Europe on the Move: A Study of Intra-European Student Exchanges in Higher Education
Author: Van Mol, Christof , Christof.VanMol@uantwerpen.be
Department: Centre for Migration and Intercultural Studies
University: Universiteit Antwerpen, Belgium
Supervisor: Christiane Timmerman
Year of completion: 2013
Language of dissertation: English
Keywords:
Student Mobility
, Erasmus
, Migration
, Mobility
Areas of Research:
Migration
, Youth
, Comparative Sociology
Abstract
International student mobility increased significantly in recent decades. Degree mobility - students pursuing a complete degree abroad, also called 'diploma mobility' - forms the majority of student migrants globally. Nevertheless, in Europe, credit mobility - students going abroad for a limited period of time in the context of an exchange programme - is more common, which is principally the result of the institutionalisation of the Erasmus programme. Between 1987 and 2011, 2.3 million students moved internationally within the framework of this programme. Despite the increasing visibility and growth in the numbers of participating students, however, organised intra-European student mobility remains understudied. The purpose of this dissertation is to broaden our understanding of this specific form of international student migration by adopting a firmly empirically grounded international comparative approach.

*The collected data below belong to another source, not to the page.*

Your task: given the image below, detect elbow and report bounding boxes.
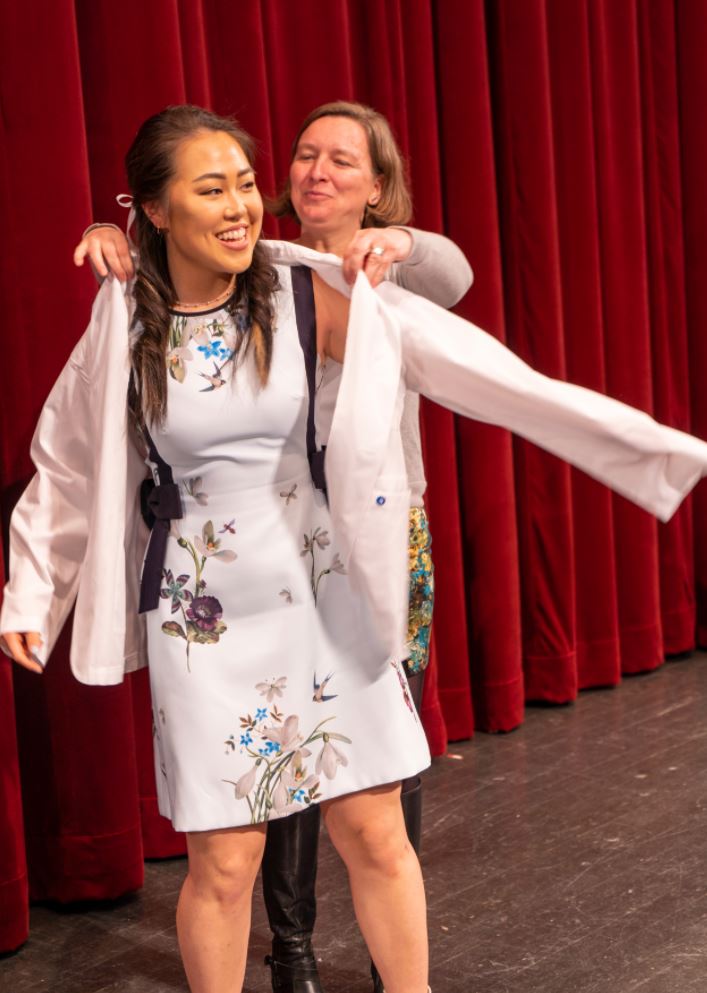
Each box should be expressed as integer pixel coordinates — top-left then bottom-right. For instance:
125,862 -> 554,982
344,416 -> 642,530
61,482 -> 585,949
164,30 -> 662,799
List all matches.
460,258 -> 474,296
445,256 -> 474,308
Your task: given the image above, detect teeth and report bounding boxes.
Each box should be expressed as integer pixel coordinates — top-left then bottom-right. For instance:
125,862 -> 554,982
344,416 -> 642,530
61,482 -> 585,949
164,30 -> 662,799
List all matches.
217,228 -> 247,242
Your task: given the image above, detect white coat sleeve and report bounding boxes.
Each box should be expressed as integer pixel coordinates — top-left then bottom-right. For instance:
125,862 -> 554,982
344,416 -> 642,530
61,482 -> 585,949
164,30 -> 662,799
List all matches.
0,335 -> 93,664
378,283 -> 707,523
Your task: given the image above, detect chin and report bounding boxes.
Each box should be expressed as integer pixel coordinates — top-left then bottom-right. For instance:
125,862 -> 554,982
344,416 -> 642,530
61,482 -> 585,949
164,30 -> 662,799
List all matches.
299,209 -> 331,227
219,250 -> 255,273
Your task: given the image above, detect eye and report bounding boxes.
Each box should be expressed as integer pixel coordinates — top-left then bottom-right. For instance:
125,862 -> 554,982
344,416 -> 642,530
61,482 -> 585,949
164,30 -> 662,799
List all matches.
200,188 -> 222,197
240,181 -> 256,192
334,159 -> 351,167
297,153 -> 315,161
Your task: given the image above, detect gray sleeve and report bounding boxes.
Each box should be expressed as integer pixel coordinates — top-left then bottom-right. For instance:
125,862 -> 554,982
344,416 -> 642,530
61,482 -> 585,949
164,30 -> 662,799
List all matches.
388,226 -> 473,308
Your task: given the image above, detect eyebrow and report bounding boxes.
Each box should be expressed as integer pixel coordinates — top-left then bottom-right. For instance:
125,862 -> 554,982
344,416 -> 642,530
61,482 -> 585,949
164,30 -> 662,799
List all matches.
192,168 -> 255,182
297,142 -> 359,158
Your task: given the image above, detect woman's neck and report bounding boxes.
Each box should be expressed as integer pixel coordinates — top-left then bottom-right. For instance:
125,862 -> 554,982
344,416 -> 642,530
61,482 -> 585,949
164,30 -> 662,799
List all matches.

I use a mixed-method approach that combines quantitative and qualitative methodologies. The quantitative part is based on an online questionnaire, conducted in 2011 at 18 European universities in Austria, Belgium, Italy, Norway, Poland and the United Kingdom (n = 5,676). The qualitative part is based on in-depth interviews and focus groups with mobile as well as non-mobile students at the universities of Antwerp (Belgium), Innsbruck (Austria), Oslo (Norway), Oxford (United Kingdom), Rome (Italy) and Warsaw (Poland). This qualitative fieldwork phase comprises 71 respondents. Moreover, instead of considering students as rational decision-makers, this project was initiated from the perspective of students’ agency being simultaneously constrained and enabled by surrounding contexts, including these in the analysis.

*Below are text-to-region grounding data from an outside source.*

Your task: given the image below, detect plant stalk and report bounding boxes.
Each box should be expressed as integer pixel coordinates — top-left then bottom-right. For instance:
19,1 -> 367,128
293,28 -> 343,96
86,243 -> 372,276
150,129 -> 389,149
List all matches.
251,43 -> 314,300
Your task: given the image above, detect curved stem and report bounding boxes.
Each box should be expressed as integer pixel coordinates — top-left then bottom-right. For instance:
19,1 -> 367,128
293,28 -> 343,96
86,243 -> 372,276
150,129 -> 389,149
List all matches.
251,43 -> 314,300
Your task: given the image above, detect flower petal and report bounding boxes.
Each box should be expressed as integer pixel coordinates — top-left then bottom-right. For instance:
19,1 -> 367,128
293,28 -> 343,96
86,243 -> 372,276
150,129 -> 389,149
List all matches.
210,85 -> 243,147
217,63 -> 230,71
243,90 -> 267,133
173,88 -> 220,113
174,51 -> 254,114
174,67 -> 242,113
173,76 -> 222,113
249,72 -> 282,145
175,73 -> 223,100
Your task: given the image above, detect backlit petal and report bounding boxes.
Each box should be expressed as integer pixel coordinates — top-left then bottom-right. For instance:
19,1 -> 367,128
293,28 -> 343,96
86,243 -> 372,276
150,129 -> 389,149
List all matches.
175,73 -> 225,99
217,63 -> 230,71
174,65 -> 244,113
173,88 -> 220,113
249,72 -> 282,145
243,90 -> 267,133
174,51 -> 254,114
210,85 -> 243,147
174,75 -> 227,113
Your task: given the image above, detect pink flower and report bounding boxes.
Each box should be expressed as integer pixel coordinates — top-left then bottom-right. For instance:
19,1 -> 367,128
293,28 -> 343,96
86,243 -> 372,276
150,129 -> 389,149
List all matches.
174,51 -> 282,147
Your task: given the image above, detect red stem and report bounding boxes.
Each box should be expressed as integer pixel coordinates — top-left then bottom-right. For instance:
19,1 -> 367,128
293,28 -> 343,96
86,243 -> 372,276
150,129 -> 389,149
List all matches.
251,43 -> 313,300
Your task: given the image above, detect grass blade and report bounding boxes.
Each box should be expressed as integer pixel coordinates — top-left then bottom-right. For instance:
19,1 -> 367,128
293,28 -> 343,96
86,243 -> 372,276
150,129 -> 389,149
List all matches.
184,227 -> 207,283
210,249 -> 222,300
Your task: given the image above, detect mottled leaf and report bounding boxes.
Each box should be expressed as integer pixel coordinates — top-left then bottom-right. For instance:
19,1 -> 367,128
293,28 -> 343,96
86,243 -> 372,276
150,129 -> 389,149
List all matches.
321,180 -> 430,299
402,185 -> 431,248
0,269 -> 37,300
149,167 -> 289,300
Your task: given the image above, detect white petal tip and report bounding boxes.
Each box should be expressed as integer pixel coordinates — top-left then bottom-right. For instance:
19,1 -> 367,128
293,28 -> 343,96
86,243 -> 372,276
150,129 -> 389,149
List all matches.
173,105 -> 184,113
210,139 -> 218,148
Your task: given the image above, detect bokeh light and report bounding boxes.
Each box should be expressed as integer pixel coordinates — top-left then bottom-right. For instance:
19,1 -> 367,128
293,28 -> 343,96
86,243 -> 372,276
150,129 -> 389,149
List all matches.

This dissertation is innovative in combining systematically quantitative and qualitative data, as well as adopting an international comparative approach, leading to a better understanding of the processes that are associated with organised intra-European student mobility. "Europe on the Move" addresses four main research questions that have not been systematically analysed in the academic literature: (1) who goes (and does not go) abroad?; (2) how do students reconstruct their social network abroad?; (3) does intra-European student mobility enhance a feeling of European identity?; and (4) does participating in European exchange programmes influences future migration behaviour?.